Contemporary Immortals. By Archibald Henderson. New York: D. Apple-ton and Company. $2.50.
When i fall to contemplating Mr. Henderson’s twelve great men of our time, the first thing I think of is how lonely they would be with one another. If Mr. Henderson got them all together—arranged a house-party of immortals for a week-end at Chapel Hill— how would it go? How would they all, by half past eleven Sunday morning, be getting on with one another? Edison, of course, being deaf enough, would probably be more at ease than anybody. Mussolini, after trying to dominate the dinner and set Shaw in his place, and probably getting the worst of it, would sulk off after his coffee by himself. Gandhi, after being infinitely, bored by Henry Ford and deeply hurt by Kipling, would slip away finally and sit under a tree all alone, wrap his mantle about him, shrug himself back into himself out of our modern world, and meditate. . . . Jane Addams would be really almost the only one who would miss him, go out and find him, sit down under the tree by, him, and try to be of some use. . . . But I need not go on. . . . I think almost anyone would agree with me that the house-party in one way or another would be almost sure to get out of hand. We can easily see why Mr. Henderson, with his great gift for taking almost any great man tete-a-tete, has quietly given up the idea of having a house-party and has fallen back, in bringing his great men together, on the serene safety of a paper book, where each man in his own little room—each immortal away from the others in his own special cell of immortality—can sit quietly and hug his own greatness all by itself.

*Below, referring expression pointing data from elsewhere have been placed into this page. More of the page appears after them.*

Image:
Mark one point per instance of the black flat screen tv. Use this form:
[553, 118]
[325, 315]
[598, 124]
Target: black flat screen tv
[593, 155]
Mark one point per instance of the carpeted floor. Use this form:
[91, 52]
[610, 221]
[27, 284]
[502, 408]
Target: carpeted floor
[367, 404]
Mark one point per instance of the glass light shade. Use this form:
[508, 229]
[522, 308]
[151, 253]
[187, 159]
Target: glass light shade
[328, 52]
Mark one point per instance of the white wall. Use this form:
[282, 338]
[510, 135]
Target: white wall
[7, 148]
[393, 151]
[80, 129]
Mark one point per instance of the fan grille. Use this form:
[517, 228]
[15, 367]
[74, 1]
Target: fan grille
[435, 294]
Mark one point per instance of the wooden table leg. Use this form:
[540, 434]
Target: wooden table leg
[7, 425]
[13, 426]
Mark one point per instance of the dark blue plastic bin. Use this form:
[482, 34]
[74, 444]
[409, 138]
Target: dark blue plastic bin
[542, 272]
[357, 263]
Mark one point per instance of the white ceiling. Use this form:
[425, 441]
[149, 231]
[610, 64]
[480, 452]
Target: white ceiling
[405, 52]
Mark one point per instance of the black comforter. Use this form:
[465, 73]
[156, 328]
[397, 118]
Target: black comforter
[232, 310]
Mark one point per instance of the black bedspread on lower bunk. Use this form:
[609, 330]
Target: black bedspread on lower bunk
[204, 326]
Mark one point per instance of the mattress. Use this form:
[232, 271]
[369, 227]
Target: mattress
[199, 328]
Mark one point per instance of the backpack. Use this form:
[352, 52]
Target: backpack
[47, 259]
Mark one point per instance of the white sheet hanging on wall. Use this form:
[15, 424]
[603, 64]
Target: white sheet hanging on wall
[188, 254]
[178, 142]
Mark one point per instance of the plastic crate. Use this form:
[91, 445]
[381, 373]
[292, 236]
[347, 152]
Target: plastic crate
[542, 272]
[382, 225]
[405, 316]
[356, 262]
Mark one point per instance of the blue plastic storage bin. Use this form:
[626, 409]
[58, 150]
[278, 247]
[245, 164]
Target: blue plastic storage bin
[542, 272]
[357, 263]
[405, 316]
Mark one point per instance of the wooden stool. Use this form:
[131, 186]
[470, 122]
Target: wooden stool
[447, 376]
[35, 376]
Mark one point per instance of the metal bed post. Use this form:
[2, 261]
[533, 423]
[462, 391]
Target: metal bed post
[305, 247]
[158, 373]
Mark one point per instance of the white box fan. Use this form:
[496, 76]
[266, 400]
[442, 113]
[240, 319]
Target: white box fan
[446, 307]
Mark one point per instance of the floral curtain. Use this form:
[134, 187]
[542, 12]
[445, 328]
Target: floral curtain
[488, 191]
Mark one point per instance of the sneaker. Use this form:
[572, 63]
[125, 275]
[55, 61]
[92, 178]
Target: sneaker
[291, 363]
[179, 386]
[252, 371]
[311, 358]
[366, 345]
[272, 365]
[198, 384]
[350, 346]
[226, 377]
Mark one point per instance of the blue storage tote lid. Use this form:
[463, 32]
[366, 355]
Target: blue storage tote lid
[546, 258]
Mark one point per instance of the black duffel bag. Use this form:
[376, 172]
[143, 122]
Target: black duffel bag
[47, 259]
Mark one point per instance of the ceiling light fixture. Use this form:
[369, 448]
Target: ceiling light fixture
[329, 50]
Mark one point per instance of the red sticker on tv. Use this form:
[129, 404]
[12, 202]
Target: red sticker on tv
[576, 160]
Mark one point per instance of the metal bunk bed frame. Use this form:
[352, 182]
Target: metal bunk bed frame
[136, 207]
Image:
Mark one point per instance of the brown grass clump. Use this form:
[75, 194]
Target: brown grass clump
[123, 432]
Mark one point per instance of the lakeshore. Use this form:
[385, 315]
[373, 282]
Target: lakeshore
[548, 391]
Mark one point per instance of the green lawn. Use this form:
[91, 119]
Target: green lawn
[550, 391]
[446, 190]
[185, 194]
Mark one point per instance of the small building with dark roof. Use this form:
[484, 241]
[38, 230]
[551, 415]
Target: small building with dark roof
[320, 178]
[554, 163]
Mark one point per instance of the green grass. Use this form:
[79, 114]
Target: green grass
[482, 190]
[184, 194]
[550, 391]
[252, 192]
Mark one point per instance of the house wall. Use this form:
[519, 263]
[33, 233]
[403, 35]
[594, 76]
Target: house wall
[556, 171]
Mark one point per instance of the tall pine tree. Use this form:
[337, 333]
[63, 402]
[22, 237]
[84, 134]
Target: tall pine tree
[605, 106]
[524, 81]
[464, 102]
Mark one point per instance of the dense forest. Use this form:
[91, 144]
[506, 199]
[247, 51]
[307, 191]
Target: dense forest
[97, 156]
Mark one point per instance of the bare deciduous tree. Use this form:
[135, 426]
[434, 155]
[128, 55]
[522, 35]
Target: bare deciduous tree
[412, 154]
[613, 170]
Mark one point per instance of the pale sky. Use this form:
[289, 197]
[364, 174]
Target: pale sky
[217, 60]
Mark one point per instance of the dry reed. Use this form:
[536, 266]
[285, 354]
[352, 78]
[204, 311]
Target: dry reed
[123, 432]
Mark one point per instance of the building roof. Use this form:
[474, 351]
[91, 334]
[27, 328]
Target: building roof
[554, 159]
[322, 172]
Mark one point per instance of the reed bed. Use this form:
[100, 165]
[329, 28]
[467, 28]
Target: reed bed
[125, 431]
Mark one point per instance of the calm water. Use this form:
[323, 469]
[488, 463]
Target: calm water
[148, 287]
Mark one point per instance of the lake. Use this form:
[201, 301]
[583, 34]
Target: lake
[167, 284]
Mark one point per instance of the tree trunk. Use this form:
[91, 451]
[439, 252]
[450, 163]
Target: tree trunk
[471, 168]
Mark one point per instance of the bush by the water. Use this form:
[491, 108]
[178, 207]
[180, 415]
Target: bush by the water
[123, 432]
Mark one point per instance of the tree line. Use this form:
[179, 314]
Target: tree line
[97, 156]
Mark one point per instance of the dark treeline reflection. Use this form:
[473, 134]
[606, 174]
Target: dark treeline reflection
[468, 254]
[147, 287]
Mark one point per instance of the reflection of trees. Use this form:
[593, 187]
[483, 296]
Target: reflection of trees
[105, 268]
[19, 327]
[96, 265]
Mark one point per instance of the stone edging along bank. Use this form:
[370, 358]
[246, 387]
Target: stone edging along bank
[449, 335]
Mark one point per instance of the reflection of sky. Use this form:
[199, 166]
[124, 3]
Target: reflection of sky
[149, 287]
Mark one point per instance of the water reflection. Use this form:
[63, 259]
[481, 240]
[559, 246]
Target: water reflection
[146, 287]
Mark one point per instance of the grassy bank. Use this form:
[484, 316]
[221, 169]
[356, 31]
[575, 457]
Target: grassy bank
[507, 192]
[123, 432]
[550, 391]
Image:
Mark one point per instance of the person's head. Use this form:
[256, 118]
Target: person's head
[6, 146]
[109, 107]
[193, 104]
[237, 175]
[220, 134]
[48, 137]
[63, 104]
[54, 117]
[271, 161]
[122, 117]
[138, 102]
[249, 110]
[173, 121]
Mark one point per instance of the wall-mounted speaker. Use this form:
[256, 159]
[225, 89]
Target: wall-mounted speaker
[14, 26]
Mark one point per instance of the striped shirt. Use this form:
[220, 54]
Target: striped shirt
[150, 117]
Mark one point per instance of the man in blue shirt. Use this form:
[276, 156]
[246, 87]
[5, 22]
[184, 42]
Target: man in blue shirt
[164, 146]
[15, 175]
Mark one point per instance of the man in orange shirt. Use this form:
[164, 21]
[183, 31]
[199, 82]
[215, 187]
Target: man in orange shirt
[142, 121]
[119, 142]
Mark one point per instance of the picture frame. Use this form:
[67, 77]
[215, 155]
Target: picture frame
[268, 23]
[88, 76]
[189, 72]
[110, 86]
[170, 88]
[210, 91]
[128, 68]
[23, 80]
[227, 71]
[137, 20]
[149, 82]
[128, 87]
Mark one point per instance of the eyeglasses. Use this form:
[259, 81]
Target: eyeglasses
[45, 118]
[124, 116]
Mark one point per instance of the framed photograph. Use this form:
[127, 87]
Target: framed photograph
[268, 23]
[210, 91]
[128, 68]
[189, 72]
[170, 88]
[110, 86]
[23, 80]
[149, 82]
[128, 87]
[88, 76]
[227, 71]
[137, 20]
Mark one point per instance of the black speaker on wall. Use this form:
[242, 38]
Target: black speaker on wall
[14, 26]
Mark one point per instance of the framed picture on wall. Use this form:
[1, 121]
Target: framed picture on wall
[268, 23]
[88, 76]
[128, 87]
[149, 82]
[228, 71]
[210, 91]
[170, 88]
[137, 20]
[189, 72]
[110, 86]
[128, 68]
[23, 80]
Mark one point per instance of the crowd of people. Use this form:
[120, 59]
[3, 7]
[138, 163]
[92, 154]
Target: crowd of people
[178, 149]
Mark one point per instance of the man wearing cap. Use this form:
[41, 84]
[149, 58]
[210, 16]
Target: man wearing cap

I have been especially interested in Mr. Henderson’s book because I have never visited with twelve immortals all at once before and it never had occurred to me what a perfect broadside of immortality—the particular kind of immortality this particular generation of ours is furnishing to the world —would be like. The general effect has been one of extreme disappointment at the twelve immortals our world has been able to provide for Mr. Henderson’s book. When I begin to analyze my disappointment in the twelve men, I find it does not take the form of being disappointed in each man by himself. The disconcerting thing to me is seeing how lonely they all look, and how lonely they make the world look, when one sees them all together. I find myself looking back over history a little. What would a book like Mr. Henderson’s, on twelve Contemporary Immortals, have been like a hundred, two hundred, or nine hundred years ago?
Would they make the world as lonely as these twelve men do?
In the world in which I daily live I see thousands of great dreamy cities go blundering by, I see hundreds of blind crowding nations with village minds, making huge, empty, lonely world-fumbles . . . pulling, pawing, and pushing . . . making naggings and dabbings at our colossal time, each in its own separate lonely way. Why should I be astonished at Mr. Henderson’s house-party? I can see the truth about our world all summed up and made massive and impressive in the way Mr. Henderson’s specialities of human character fail to coordinate—the way the greatnesses of all twelve of them brought together and piled up on top of one another, fail to make one great man between them.
I may be over-emphasizing what the over-specialization of our scientific age has been doing to the richness and depth, the variety and unity of individual human life and individual human nature in the times that have gone before, but I do feel assured that in our present transition stage when we are passing through, as it were, the children’s diseases of the inductive method and the scientific mind, Mr. Henderson’s Contemporary Immortals, when stood up in heaven alongside the twelve immortals of a hundred other generations, would stand out quite embarrassingly and really look rather queer.
As the host of the mighty, Mr. Henderson conducts himself, or feels he has to, as a rather polite disciple. He seems to some of us to accept face values a good deal. We cannot but feel that Mr. Henderson, with all his gracious many-sidedness, ought to expect more of it in other people.